WalleyeHunter, if that mount looks like the pic of the walleye that was caught, then that is a great mount. I can't believe someone would call someone out on what a walleye is "supposed" to look like, lol. Must not have caught enough to know there are many variations in colors when it comes to these fish. I have caught many that have beat up bodies and torn fins, so you can't say its not what its "supposed" to look like. If you need an example, i have a few pics in my albums that shows variations, and uniqueness in every walleye. Those are great mounts.


----------



## WalleyeHunter811

Thank you wolf...Alot of people just dont realize how much coloration can change from fish to fish...Yeah there is a "NORMAL" coloration on a walleye but they all change and every fish is different
Yes the mount looks perfect to the picture...On the picture showing the flash did bring out the flesh color way to bright...in real life it only shows a perfect amount on what the fish actullay had


----------



## Mitchell Ulrich

Alright everyones had their say. 

So lets all just try to get along.


----------



## Paul Thompson

Someone doesn't like their sacred cow BBQ'ed.


----------



## William H Bonney

Here's the deal, some taxi's try to re-create the specimen in it's natural setting, other's re-create "picture's".. Personally, I don't like re-created pic's,,, if that's what someone want's, so be it, just not my cup of tea.

All taxi's know that,, the very second a fish comes outta the water, it changes color.

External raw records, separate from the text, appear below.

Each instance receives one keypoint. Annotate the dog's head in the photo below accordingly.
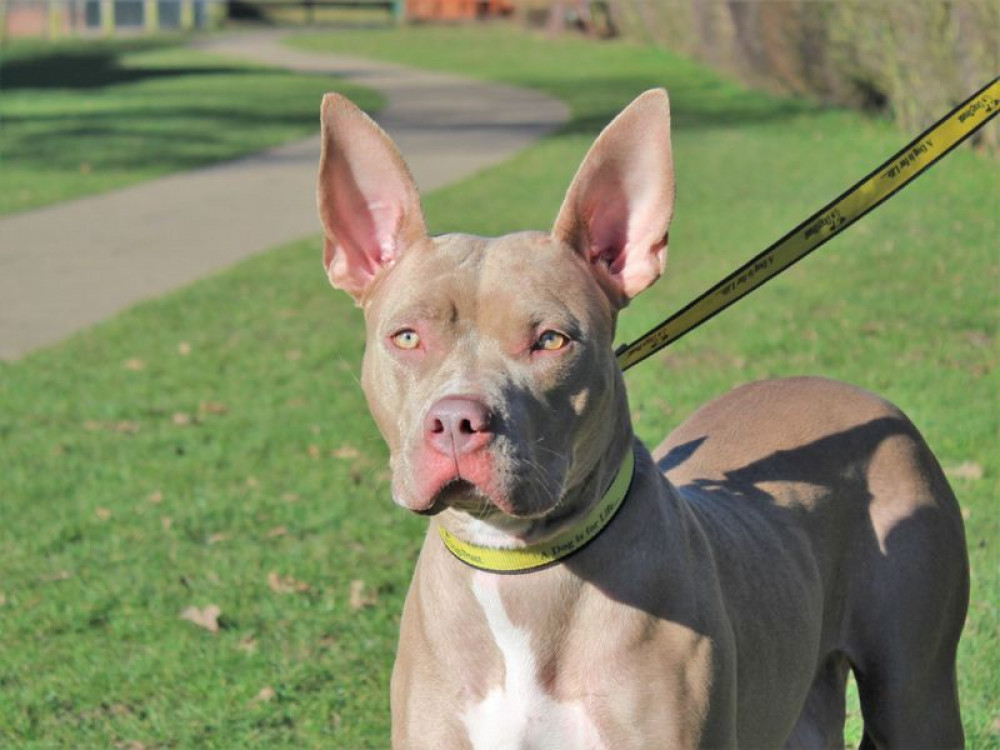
(489, 365)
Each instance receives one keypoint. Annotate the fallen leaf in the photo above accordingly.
(124, 426)
(966, 470)
(213, 407)
(285, 584)
(346, 452)
(359, 599)
(134, 364)
(248, 644)
(207, 617)
(265, 694)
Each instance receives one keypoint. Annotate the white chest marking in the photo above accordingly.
(520, 715)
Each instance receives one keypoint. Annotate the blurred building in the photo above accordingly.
(65, 17)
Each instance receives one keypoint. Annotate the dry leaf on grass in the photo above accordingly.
(134, 364)
(966, 470)
(213, 407)
(285, 584)
(207, 617)
(266, 694)
(359, 598)
(248, 644)
(125, 427)
(345, 451)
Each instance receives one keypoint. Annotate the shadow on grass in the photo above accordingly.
(91, 69)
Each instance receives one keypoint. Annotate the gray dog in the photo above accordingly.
(575, 591)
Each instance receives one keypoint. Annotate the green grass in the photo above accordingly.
(81, 117)
(128, 496)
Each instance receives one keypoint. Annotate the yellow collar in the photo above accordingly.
(535, 556)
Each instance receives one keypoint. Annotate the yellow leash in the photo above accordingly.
(880, 185)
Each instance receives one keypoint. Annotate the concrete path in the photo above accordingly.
(69, 266)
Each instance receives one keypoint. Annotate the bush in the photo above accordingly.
(912, 60)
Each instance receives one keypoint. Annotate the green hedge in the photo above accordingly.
(913, 60)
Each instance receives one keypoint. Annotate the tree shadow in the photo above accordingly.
(89, 69)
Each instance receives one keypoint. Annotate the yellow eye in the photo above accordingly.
(551, 341)
(406, 339)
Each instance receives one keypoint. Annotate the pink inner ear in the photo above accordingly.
(608, 232)
(368, 202)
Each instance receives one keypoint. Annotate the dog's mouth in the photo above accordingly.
(460, 494)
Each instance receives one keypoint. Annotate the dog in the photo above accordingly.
(576, 590)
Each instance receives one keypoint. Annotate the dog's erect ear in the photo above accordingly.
(368, 202)
(618, 208)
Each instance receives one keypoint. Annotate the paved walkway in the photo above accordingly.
(68, 266)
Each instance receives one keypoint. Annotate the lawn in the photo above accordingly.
(80, 117)
(212, 448)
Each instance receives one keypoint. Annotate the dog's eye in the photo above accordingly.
(551, 341)
(406, 339)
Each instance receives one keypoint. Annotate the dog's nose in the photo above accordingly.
(458, 425)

As for calling out someone's work,,, I'm all for it. Watch all the threads that pop up about people getting burned by a hack job on a trophy of a lifetime,,, weed 'em out I say. It'll only make 'em better,, or make 'em quit. Either way it's better for the us/customers in the long run.


----------



## Groundsize

Guys

It seems so weird that so many of you don't agree here. Walleye do get a shade of red in there fins, but there is a reason behind this! What time of year was this fish caught? How long was it bouncing around in a livewell on a warm day? This is the reason that that walleye had red fins, It was dieing in a livewell on a warm day with old water, the fish died and the fins turned red! then a picture was taken. If you don't believe me then catch a big walleye in the summer on lake erie and let it bounch around in a fiberglass livewell all day until it dies and then take pictures of what the fins look like. SO my opinion is that the red fins are reference to a stressed dead walleye. In my mind should not be on a walleye mount because when the fish was healthy and just caught most likely it did not have red fins.

Paul


----------